Ça semble être aussi la position des avocats du Pentagone, puisque les militaires américains refusent d’accomplir ces missions. Les drones américains qui tuent régulièrement des suspects de terrorisme et des civils innocents qui se trouvent à proximité, les «dommages collatéraux», sont dirigés sur leurs cibles par les manettes des pilotes-assassins de la CIA assis devant leur écran d’ordinateur.  

Les frappes létales de drones américains contre des individus soupçonnés de djihadisme ont commencé sous George W. Bush, et se sont poursuivies sous Barack Obama, et Donald Trump. Sans autre forme de procès, des suspects sont assassinés parce que l’administration américaine a décidé qu’ils méritent la mort. Anwar al-Awlaki, un djihadiste vivant au Yémen devint ainsi, en 2012, le premier citoyen américain exécuté par ordre direct de son président, Barack Obama, sans avoir été condamné par un tribunal.  

 Le Pakistan, depuis le début du XXIe siècle, a été la victime d’un bon nombre de ces frappes mortelles qui tuent régulièrement des innocents. En 2012, ces frappes ont été suspendues temporairement dans ce pays après qu’une attaque a tué par erreur 24 militaires pakistanais. L’affaire avait soulevé la colère et l’indignation du pays. Faut-il se surprendre que les sondages, depuis 15 ans, indiquent qu’une majorité de Pakistanais considèrent les États-Unis comme un pays ennemi.  

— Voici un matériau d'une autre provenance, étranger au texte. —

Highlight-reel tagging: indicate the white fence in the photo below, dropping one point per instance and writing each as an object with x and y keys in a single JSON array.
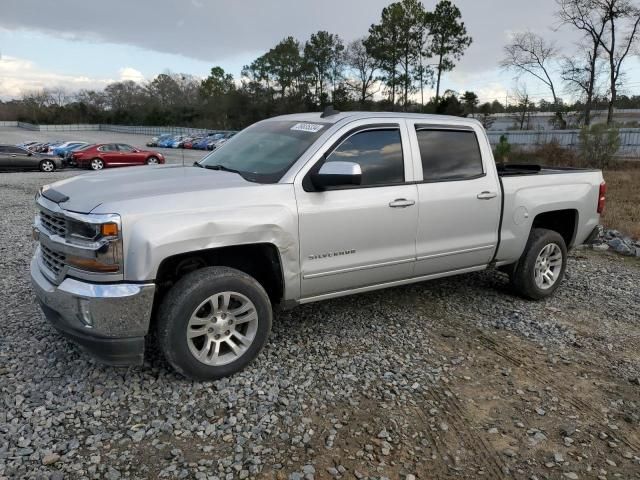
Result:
[
  {"x": 629, "y": 139},
  {"x": 133, "y": 129}
]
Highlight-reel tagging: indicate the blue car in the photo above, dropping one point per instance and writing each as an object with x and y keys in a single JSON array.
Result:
[
  {"x": 204, "y": 142},
  {"x": 167, "y": 142},
  {"x": 62, "y": 150}
]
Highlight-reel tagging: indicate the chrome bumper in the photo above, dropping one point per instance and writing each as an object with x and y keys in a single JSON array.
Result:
[{"x": 109, "y": 320}]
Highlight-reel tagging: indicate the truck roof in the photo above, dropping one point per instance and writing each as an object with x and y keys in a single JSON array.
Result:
[{"x": 335, "y": 118}]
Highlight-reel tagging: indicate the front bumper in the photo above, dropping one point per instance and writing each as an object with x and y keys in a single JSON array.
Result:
[{"x": 110, "y": 321}]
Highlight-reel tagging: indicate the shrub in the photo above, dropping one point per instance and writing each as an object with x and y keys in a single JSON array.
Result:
[
  {"x": 598, "y": 144},
  {"x": 503, "y": 149}
]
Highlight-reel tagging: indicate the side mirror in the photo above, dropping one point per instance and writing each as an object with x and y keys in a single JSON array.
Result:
[{"x": 336, "y": 174}]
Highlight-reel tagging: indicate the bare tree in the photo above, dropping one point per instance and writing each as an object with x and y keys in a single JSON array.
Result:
[
  {"x": 591, "y": 21},
  {"x": 364, "y": 67},
  {"x": 529, "y": 53},
  {"x": 620, "y": 15},
  {"x": 524, "y": 107}
]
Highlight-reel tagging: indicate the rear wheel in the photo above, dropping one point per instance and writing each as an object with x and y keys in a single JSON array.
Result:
[
  {"x": 96, "y": 164},
  {"x": 213, "y": 322},
  {"x": 541, "y": 268},
  {"x": 47, "y": 166}
]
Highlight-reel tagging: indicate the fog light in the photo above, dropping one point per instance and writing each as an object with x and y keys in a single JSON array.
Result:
[{"x": 85, "y": 312}]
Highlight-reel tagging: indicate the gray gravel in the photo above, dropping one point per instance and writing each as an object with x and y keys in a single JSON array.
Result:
[{"x": 367, "y": 361}]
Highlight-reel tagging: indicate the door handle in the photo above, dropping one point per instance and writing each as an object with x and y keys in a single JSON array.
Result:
[
  {"x": 487, "y": 195},
  {"x": 401, "y": 203}
]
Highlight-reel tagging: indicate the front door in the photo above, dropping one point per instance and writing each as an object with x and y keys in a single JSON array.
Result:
[
  {"x": 459, "y": 199},
  {"x": 358, "y": 236}
]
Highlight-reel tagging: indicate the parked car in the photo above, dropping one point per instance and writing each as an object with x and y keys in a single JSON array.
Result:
[
  {"x": 62, "y": 149},
  {"x": 99, "y": 156},
  {"x": 168, "y": 141},
  {"x": 13, "y": 157},
  {"x": 202, "y": 143},
  {"x": 295, "y": 209}
]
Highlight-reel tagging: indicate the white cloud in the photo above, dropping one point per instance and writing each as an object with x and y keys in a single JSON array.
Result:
[
  {"x": 129, "y": 73},
  {"x": 18, "y": 76}
]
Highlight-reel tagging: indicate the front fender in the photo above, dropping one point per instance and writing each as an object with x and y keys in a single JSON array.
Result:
[{"x": 151, "y": 238}]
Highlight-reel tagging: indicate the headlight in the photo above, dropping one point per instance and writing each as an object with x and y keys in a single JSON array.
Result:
[{"x": 102, "y": 234}]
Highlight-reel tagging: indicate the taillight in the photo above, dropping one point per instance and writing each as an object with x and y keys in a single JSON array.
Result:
[{"x": 602, "y": 197}]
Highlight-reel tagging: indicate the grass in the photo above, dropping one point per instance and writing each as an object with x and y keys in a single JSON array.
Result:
[{"x": 622, "y": 210}]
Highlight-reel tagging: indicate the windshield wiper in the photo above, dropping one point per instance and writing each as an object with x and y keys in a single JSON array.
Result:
[{"x": 222, "y": 168}]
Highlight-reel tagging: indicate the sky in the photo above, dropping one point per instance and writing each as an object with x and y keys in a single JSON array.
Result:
[{"x": 78, "y": 44}]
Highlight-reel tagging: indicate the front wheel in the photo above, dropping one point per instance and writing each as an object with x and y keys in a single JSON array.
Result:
[
  {"x": 96, "y": 164},
  {"x": 541, "y": 268},
  {"x": 47, "y": 166},
  {"x": 213, "y": 322}
]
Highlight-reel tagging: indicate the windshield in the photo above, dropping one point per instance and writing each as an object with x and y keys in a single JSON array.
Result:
[{"x": 265, "y": 151}]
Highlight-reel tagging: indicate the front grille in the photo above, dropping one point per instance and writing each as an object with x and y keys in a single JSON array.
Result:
[
  {"x": 54, "y": 261},
  {"x": 54, "y": 224}
]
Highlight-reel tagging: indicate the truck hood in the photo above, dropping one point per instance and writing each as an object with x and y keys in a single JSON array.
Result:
[{"x": 86, "y": 192}]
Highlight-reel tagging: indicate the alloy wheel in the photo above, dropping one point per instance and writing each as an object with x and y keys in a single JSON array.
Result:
[
  {"x": 548, "y": 266},
  {"x": 222, "y": 328}
]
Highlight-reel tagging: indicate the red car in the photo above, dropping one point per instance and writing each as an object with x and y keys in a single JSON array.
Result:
[{"x": 102, "y": 155}]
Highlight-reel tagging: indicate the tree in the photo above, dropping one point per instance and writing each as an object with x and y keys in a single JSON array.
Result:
[
  {"x": 217, "y": 83},
  {"x": 617, "y": 13},
  {"x": 470, "y": 101},
  {"x": 598, "y": 144},
  {"x": 449, "y": 38},
  {"x": 285, "y": 64},
  {"x": 396, "y": 45},
  {"x": 323, "y": 53},
  {"x": 587, "y": 18},
  {"x": 529, "y": 53},
  {"x": 363, "y": 67},
  {"x": 523, "y": 106}
]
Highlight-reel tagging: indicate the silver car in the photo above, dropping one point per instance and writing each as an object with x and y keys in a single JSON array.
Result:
[{"x": 17, "y": 158}]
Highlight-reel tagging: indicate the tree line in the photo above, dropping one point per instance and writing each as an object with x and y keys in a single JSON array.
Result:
[
  {"x": 609, "y": 31},
  {"x": 408, "y": 50}
]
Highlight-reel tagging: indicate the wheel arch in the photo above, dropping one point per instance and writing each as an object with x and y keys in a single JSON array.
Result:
[
  {"x": 564, "y": 222},
  {"x": 261, "y": 261}
]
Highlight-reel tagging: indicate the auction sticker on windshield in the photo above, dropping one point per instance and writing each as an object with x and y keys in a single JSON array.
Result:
[{"x": 307, "y": 127}]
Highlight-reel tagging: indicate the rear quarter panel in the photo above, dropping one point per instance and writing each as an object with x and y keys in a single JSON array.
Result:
[{"x": 527, "y": 196}]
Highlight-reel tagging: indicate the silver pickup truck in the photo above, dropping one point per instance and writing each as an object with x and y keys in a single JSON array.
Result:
[{"x": 292, "y": 210}]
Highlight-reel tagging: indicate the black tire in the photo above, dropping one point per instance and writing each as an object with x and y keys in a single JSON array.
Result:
[
  {"x": 183, "y": 300},
  {"x": 523, "y": 276},
  {"x": 47, "y": 166}
]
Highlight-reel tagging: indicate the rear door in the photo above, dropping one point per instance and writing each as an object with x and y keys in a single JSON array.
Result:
[
  {"x": 129, "y": 155},
  {"x": 459, "y": 198},
  {"x": 19, "y": 158},
  {"x": 357, "y": 236},
  {"x": 110, "y": 154},
  {"x": 6, "y": 161}
]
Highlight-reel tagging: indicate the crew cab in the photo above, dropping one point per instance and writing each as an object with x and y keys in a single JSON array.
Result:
[{"x": 291, "y": 210}]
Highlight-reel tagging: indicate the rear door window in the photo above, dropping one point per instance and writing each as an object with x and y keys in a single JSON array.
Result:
[{"x": 449, "y": 155}]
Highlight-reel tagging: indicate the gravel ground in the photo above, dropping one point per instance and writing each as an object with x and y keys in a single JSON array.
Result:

Combien de personnes à travers le monde ont-elles été exécutées sur ordre de présidents américains? Impossible de le savoir. La CIA couvre ces meurtres du secret d’État. Mais les statistiques compilées par l’ONG Bureau of Investigative Journalism sont révélatrices.  

De 2004 à avril 2018, selon le BIJ, le bilan des attaques de drones américains contre des cibles au Pakistan, en Somalie, au Yémen et en Afghanistan se lit comme suit: 4737 frappes ont tué entre 7361 et 10677 personnes. Parmi celles-ci, entre 737 et 1551 civils, et entre 242 à 335 enfants.  

L’impunité des États-Unis pour leur utilisation extrajudiciaire et extralégale de drones ouvre la porte à d’autres pays pour faire la même chose. Imaginez le tollé si la Russie, la Chine ou l’Iran décidaient à leur tour d’employer des drones pour assassiner des opposants à l’extérieur de leur territoire et ailleurs que dans des zones de combat.  

Je souligne en terminant que le rapport de 2010, très critique de l’enquêteur spécial Philip Alston a rapidement été tabletté par l’ONU et n’a pas eu de suite. Espérons que celui que vient de déposer Agnès Callamard contre l’Arabie saoudite aura des suites.